Festive Gratin Dauphinois
I feel like French food is one of the best things to enjoy during the holidays—it just makes the season feel extra special. Now, God knows I love a good mashed potato, but when you want something a little more chic and elevated to serve with your turkey or roast, gratin dauphinois is your girl.
Before making it for the first time, I was super hesitant, and even doubtful that I would like it. It just seemed SO unnecessarily rich, buttery, and creamy. But, alas, once again, the universe has proven that there’s no such thing as too much butter. Imagine my surprise when, after making it, I was completely and utterly obsessed. Thanks to the saltiness of the Gruyère, and the large proportion of potatoes to cream, this dish is just the right amount of indulgent, and not the kind where you can only have two bites before your stomach’s upset. .
Another fallacy I ended up debunking for myself upon testing this recipe, was that it was going to be complicated and fussy to make. I feel like French food can get a bad rep, being perceived as something complicated and time-consuming. But!! This gratin may be one of the easiest recipes I’ve made lately. Seriously. You can assemble it in the pan in under 15 minutes (less, if you have a mandolin!) and you can just pop it on the oven to bake while you clean up and make the rest of the food. So easy, right?
It’s up to you how you want to arrange your potato layers, but if you have an extra 5 minutes to make a cute pattern, I think it’s totally worth it. I chose to go with a spiral:
I think this recipe is truly a keeper! And its bound to make any holiday meal feel extra special :)

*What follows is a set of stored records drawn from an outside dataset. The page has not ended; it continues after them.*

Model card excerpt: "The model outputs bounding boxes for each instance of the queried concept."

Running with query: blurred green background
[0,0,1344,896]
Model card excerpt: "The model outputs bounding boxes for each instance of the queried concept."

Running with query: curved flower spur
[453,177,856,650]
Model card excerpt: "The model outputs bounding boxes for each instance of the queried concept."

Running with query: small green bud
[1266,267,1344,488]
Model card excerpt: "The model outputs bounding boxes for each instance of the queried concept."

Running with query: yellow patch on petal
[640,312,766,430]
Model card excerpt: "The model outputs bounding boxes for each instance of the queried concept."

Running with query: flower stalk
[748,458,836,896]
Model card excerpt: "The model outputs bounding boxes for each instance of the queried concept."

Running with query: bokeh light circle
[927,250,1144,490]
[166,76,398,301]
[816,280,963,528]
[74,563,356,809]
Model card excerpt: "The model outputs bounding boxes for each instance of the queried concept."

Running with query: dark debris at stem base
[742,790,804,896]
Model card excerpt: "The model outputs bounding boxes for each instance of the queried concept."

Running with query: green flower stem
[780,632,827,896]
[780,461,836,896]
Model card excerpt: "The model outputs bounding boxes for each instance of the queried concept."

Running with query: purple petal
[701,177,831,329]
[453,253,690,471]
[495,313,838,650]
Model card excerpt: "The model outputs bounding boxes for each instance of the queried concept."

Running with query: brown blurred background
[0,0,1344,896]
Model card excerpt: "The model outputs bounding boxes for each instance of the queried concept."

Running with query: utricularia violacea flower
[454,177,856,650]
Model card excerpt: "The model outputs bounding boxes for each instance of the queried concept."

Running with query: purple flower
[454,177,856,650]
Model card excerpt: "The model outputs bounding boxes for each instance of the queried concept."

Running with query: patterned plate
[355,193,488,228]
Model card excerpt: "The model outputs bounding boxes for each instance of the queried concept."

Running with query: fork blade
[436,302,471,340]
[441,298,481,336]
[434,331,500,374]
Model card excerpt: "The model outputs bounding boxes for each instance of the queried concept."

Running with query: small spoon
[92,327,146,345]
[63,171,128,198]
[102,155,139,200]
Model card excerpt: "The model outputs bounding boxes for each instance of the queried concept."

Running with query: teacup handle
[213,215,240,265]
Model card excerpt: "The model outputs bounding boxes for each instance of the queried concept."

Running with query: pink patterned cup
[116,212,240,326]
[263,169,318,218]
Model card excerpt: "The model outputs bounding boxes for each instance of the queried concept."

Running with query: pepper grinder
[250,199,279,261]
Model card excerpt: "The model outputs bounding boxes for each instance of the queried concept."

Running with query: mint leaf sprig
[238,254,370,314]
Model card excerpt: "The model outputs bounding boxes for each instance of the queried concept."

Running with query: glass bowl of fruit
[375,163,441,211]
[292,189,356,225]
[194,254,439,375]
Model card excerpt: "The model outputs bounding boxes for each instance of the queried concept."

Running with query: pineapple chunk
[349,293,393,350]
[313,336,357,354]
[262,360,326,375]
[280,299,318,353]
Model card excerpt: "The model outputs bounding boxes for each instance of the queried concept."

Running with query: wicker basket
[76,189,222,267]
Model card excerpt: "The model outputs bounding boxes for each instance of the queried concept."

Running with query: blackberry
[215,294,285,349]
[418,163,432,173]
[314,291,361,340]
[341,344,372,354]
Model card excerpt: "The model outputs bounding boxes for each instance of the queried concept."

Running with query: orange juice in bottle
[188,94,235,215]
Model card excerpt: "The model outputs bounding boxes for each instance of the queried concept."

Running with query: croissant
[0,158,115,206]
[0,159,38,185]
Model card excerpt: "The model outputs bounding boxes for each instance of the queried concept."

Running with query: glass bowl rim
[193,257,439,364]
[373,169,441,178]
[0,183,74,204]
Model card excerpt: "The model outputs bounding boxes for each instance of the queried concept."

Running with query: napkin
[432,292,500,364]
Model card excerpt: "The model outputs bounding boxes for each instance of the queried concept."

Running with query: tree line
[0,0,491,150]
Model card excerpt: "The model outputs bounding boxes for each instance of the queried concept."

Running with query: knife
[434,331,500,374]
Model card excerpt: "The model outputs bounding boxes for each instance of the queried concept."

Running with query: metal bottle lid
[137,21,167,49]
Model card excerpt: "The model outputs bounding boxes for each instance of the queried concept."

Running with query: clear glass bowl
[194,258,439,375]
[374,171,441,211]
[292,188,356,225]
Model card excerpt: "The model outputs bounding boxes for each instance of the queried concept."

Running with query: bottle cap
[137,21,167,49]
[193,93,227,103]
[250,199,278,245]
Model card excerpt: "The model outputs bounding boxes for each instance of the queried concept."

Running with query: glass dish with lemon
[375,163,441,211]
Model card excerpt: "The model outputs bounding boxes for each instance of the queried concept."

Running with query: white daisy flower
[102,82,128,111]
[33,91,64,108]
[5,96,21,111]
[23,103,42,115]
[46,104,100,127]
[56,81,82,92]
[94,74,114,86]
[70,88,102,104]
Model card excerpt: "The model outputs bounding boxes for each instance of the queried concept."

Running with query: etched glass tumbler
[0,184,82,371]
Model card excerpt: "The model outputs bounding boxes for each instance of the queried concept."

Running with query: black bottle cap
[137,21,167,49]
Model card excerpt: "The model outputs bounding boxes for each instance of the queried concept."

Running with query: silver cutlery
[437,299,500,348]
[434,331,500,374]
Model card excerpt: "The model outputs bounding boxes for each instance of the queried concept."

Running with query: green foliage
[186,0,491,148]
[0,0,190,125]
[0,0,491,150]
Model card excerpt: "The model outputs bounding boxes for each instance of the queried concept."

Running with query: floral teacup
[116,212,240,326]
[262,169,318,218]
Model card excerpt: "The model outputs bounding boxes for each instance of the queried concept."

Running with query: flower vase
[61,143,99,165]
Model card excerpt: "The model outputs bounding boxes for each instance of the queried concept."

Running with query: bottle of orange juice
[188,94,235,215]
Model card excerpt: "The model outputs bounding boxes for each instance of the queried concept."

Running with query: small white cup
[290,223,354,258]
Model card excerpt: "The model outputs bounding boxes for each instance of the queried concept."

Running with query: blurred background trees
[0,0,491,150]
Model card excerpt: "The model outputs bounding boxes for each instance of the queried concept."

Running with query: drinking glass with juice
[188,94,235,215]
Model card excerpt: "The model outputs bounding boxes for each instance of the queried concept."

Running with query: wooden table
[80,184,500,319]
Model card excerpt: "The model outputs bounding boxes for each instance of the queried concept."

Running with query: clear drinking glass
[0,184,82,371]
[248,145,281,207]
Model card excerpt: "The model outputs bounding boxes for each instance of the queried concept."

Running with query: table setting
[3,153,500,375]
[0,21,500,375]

As always, if you make this please DM me a pic on Instagram @vanillabeandiaries and let me know what you thought in the comments below! I’d love to see how it turns out. Xoxo <3
Festive Gratin Dauphinois
*Serves 4-6
Ingredients
4 tbsp salted butter, room temperature and cut into mini cubes
900 g potatoes, peeled
1 1/2 tsp salt, divided
Freshly ground black pepper
1 whole nutmeg
1 1/4 cups grated Gruyère cheese
1 1/4 cups heavy cream
1/2 tbsp thyme leaves, from fresh thyme sprigs
Instructions
1) Preheat oven to 300 °F / 150 °C, with a rack in the middle. Using 1 tbsp from the butter, grease a 10 or 9 inch shallow baking dish, about 2 inches deep. Set aside.
2) If your cream is fridge cold and/or thick, place in a small saucepan and over low heat, warm it up until it is hot and liquid, but not boiling or simmering. This will take 1-2 minutes, so just stir it gently and keep an eye on it so you don’t accidentally scald it. Once it’s warmed up and liquified, set aside.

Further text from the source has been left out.